Ma che la “possibile composizione” avvenuta negli ultimi decenni riguarda, tuttavia, “una più corretta comprensione del racconto genesiaco”. “Gen 2-3 non mira tanto a descrivere le origini naturalistiche dell’uomo; esso punta a spiegare nelle origini l’esperienza che l’uomo fa della propria misteriosa tendenza a compiere il male”, spiega don Vermigli. La Genesi spiega “il perché di questa condizione morale“, e “per questo viene detto racconto eziologico”.
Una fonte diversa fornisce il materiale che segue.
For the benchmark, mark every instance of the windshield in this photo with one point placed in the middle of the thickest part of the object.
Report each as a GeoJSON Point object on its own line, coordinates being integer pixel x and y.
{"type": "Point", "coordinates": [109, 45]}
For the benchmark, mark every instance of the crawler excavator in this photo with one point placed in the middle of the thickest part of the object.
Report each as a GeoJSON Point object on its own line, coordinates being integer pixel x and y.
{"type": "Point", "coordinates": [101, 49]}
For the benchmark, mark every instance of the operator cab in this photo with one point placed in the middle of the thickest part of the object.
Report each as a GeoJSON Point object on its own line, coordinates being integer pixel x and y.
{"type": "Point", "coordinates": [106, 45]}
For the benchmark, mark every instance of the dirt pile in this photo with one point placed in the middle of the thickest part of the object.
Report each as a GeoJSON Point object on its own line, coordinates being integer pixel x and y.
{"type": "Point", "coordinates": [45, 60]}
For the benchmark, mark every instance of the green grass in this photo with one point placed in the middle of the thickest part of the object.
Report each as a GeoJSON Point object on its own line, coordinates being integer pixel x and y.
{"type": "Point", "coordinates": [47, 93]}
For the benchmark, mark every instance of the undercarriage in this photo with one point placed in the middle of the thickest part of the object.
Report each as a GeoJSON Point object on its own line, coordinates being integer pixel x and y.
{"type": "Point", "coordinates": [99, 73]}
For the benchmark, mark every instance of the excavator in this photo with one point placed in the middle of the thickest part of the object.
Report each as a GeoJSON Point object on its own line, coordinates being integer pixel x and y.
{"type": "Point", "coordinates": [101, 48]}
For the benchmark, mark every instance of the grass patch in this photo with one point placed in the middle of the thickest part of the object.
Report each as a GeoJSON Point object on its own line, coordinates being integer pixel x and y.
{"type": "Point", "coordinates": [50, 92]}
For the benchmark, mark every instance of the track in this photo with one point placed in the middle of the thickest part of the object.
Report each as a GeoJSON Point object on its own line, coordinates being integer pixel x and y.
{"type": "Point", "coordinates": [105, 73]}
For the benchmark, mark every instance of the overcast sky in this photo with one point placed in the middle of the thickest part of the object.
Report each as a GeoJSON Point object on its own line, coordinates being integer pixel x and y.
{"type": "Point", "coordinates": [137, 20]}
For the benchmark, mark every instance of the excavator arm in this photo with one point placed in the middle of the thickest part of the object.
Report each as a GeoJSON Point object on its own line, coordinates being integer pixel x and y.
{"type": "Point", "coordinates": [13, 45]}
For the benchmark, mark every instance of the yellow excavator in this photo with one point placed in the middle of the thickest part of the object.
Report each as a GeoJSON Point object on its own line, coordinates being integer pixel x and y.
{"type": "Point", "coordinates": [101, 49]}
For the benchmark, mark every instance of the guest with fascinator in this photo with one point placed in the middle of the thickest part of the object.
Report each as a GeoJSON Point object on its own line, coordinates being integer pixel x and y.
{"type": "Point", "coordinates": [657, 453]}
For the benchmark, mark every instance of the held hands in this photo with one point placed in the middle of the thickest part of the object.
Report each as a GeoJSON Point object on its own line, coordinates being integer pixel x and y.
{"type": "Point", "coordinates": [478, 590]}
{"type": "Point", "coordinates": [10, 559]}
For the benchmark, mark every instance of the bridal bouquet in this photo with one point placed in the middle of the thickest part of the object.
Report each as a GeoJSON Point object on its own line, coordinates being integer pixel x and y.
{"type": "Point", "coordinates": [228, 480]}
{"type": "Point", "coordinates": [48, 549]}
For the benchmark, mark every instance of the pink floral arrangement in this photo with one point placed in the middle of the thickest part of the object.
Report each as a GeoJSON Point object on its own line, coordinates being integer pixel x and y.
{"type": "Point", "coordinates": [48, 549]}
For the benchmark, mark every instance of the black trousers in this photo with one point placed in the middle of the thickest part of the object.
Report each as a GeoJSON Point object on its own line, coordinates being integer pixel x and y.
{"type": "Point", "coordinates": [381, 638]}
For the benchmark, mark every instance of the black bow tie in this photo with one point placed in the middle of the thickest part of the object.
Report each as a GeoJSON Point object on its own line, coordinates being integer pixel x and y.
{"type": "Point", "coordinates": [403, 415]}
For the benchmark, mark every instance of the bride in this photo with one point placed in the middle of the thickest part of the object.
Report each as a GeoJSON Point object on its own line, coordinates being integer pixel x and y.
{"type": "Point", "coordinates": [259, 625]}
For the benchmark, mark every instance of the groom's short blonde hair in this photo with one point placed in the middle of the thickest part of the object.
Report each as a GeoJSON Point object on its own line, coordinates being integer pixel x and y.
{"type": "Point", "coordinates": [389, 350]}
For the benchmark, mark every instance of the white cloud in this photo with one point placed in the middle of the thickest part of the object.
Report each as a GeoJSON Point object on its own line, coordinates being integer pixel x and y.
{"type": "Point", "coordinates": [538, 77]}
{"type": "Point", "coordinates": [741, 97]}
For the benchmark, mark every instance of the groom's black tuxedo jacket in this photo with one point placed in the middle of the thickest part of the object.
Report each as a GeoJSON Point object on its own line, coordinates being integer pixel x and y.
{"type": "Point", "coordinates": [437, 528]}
Il termine eziologico, usato spesso in ambito medico e scientifico, riguarda appunto la causa di un evento, e in questo caso si riferisce al fatto che la Genesi ci parla di “qualcosa accaduto in un luogo e in un momento indefinibili (CCC 397-401), che spiega la condizione dell’uomo che vive nella storia (CCC 402-406)”.
Per questa ragione, la Scrittura ci parla dell’uomo che vive nella storia. La conciliazione di tutto ciò con la teoria poligenetica riguarda il mantenimento della “radicalità dell’atto primordiale di ribellione a Dio di un singolo uomo; evento unico nella storia del cosmo”.
Il secondo, invece, entra nel merito dell’ipotesi di pensare a questo atto primordiale dell’umanità all’interno di una “poligenerazione“. E riguarda il fatto che “lungo processo di ominizzazione un individuo potrebbe esser infine giunto alla capacità di porre un atto di volontà unico, perché riguardante la chiamata all’alleanza con Dio”.
Atto che sarebbe stato trasmesso ad altri individui in segno di solidarietà umana, “sul modello della personalità corporativa della Scrittura”. In questo caso entra in gioco la figura di Abramo, utile a spiegare il linguaggio biblico che ci riporta, a ritroso, fino alla Genesi.
“Della discendenza di Abramo si dice che sarà benedetta (Gen 22,17) e che egli è padre nella fede (Rm 4,12); anche se tali parole non si applicano solo a coloro che derivano da Abramo direttamente”, approfondisce don Francesco. “Così il peccato primordiale di un uomo ricade su tutti gli uomini, che nell’atto elevatissimo di quel singolo (accogliere o rifiutare l’alleanza con Dio) sono tutti rappresentati; anche se non appartengono alla diretta linea generativa di quell’uomo”.
Una spiegazione tecnica per chi si pone quesiti scientifici importanti ma talvolta astratti, e che comunque non contemplano l’amore di un Dio che si è fatto uomo in Suo figlio Gesù per permettere la Salvezza di tutta l’umanità, immolandosi sulla Croce. A Lui, infatti, bisogna guardare ogni volta che ci poniamo questioni sul mistero dell’amore infinito di Dio per gli uomini.
Certi, con un cuore aperto e non contrito, non avremo alcun dubbio nel trovare la risposta, che si paleserà di fronte a noi illuminandoci il cuore e la mente. E da lì inizierà il cammino cristiano, di una fatta di Santità e Giustizia, nel nome del Signore.